Shaw waded on, the jolt of the icy water almost electric, making his bones ache. A wave splashed up into his trousers but he pushed forwards, lifting his feet like a moonwalker.
There was something in the raft, something that didn’t respond to the shuffle and bump of the waves. A dead weight. When he saw the hands – both bare – and the feet, in light trainers swollen with sea water, he knew it was the body of a man: the black hair on the hands, a chunky signet ring. He felt his pulse suddenly thump in his ears as his body reacted to the sight of death. He felt the atavistic urge to flee, to run from danger. And there was the sensation that time had stopped, as if he’d been caught in the middle of an accident, unfurling around him in agonizingly slow motion.
He forced himself to observe; to step out of the scene.
Dead: but for how long? Less than forty-eight hours. The arms and legs were askew, locked in ugly angles, so rigor had yet to pass.
He put a hand on the side of the raft to steady it, his fingers gripping a raised handle at the prow. Jeans, a T-shirt, a heavy fur-lined jacket only half on, leaving one arm free. The limb was thick, knotted with muscle, the hidden shoulder broad. He avoided looking at the face. In the bottom of the boat there was an inch of swilling bloody seawater.
Valentine met him on the dry sand, and they pulled the raft round so that what was left of the sunset caught the dead man’s head; unavoidable now, lifeless, despite the movement of the waves. The face: Peter Shaw’s passion, the unique balance and im balance of features; as individual as a fingerprint. He noted the bloated, profound pallor, like cold fat, with an almost iridescent tinge of blue and green. A young man, stubble on the chin, the eyes half-open but flat, lightless, one eye closed down further than the other. The muscles beneath defined the skin, like the surface of a piece of beaten metal. But it was the mouth that drew the eye.

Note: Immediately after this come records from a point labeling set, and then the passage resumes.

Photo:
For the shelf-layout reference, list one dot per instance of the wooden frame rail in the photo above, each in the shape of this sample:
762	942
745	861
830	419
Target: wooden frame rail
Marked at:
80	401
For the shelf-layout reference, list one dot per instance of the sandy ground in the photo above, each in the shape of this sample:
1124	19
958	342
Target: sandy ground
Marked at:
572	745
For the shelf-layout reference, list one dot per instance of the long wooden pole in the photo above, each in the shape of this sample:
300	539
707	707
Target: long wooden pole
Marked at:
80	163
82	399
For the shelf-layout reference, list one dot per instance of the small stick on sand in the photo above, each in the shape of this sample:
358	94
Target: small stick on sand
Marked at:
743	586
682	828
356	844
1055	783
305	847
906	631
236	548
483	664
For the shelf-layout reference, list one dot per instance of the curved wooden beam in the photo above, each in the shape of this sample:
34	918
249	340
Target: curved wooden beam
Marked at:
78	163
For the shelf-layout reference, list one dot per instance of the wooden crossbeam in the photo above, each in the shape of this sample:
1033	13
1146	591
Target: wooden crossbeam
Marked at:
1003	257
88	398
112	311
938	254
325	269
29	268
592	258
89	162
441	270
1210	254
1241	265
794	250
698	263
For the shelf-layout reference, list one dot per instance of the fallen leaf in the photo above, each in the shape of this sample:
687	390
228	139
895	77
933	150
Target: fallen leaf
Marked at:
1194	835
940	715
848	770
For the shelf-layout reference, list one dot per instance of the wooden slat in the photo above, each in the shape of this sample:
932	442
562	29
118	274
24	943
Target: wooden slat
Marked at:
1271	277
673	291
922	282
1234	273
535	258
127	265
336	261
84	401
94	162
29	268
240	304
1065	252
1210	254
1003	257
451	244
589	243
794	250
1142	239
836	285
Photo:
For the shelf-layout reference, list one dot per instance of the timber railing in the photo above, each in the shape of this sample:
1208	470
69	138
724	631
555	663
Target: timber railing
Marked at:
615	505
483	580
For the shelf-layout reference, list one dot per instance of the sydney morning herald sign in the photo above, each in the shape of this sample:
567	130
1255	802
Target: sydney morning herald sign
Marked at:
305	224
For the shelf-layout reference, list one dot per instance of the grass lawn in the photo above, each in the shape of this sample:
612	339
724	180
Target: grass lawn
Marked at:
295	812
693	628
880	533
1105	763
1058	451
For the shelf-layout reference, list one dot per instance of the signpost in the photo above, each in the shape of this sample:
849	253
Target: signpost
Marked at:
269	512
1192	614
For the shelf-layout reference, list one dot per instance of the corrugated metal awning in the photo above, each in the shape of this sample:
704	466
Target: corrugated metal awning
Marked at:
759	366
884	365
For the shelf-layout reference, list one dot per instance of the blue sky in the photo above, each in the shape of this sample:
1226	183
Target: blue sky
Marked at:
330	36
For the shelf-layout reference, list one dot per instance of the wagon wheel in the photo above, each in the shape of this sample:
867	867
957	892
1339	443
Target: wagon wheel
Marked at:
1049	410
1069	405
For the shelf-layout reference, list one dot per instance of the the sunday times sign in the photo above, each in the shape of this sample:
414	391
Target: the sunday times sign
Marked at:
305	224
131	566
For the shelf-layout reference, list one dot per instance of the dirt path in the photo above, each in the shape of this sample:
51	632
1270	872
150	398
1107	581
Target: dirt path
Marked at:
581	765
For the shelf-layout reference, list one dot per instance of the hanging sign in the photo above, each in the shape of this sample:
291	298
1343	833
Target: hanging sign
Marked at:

The lips, uneven lines, were peeled back from the teeth, which were smeared with blood.
‘Shit,’ said Valentine, turning, taking three steps and vomiting into the sand. He came back, dabbing at his lips. ‘Sight of blood,’ he said, avoiding Shaw’s eyes.
Shaw tried to reanimate the face in his mind as he’d been trained to do. He tightened up the jaw, balanced the eyes, replaced the graceful bow of the lips. Not a cerebral face, a muscular face.
It was Valentine who first saw the mark on the arm. The sea water had washed it clean and so it bled no more, but there was no mistaking the shape: a bite, a human bite, the teeth puncturing the skin deeply, viciously driving into the sinew and muscle, almost meeting in a crisp double incision.